Open benoit74 opened 3 months ago
Seems a good idea but do subtitles are served properly using etags?
Currently we're using yt-dlp
to download subtitles and etags are not provided for subtitles. The response is in the following format:
"requested_subtitles": {
"en": {
"ext": "vtt",
"url": "https://www.youtube.com/api/timedtext?v=DYvYGQHYScc&ei=rzKqZouKCqfWz7sPiu_E2Qw&caps=asr&opi=112496729&xoaf=5&hl=en&ip=0.0.0.0&ipbits=0&expire=1722455327&sparams=ip%2Cipbits%2Cexpire%2Cv%2Cei%2Ccaps%2Copi%2Cxoaf&signature=D55586A99B8028F2565AFE1F76F3F55D8BE2ECA6.E032AF517474302C806EE8A02C6CDC914CD903B9&key=yt8&lang=en&fmt=vtt",
"name": "English"
}
},
However the YouTube Data API (https://developers.google.com/youtube/v3/docs/captions#resource-representation) does provide etags for captions.

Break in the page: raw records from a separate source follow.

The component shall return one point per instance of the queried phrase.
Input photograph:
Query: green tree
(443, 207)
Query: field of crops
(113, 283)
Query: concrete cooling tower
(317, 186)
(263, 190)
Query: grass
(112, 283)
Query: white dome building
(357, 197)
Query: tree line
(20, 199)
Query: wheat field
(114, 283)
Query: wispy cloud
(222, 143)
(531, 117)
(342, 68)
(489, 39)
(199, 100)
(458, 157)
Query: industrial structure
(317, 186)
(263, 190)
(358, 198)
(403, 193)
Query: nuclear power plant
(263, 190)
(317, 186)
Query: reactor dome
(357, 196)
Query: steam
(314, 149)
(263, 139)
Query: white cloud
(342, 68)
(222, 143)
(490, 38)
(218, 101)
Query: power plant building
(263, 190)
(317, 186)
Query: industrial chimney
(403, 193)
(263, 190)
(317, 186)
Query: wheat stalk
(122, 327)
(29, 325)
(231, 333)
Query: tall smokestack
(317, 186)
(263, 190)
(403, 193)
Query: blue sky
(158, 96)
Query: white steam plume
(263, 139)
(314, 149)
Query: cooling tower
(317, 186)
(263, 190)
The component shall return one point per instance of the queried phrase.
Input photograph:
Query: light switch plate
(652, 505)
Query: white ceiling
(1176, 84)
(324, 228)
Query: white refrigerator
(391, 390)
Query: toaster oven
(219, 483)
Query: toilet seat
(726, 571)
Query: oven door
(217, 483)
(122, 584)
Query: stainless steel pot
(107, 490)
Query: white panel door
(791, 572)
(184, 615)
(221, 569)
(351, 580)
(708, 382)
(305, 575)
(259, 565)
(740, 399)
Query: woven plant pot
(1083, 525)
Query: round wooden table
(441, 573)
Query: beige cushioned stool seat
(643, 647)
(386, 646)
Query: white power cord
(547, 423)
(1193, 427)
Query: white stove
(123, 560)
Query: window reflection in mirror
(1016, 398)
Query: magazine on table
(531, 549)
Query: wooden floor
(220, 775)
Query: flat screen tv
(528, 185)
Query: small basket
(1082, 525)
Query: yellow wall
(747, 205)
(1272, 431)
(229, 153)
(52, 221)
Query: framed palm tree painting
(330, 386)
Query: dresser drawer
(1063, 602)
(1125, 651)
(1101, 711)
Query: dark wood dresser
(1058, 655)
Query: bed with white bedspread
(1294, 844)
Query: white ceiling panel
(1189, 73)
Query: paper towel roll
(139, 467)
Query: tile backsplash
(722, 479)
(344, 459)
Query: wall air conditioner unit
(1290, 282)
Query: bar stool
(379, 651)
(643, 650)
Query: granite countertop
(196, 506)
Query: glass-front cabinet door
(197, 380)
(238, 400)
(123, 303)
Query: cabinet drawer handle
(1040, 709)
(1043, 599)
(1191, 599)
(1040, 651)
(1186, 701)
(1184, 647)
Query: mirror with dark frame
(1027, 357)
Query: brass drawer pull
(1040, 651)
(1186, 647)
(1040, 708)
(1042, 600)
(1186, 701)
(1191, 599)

@benoit74 and I discussed the possibility of hashing the url
of each subtitle provided by yt-dlp
and using it as an etag. However, it seems that this URL changes every time it is fetched by yt-dlp
.
I tried manually editing the subtitles of this video on the openZIM_testing
YouTube channel to observe how the URL is affected. However, it appears that YouTube fetches the latest subtitles internally, and the query parameters in the URL don't seem to have an impact.
Currently only video thumbnails and video themselves are cached on S3.
This has the drawback that when an IP has been blacklisted from yt-dlp usage, the recipe fails to produce the ZIM even if all API calls have succeeded, because we use yt-dlp to download the subtitles.
Caching the subtitles on S3 would allow to create the ZIM.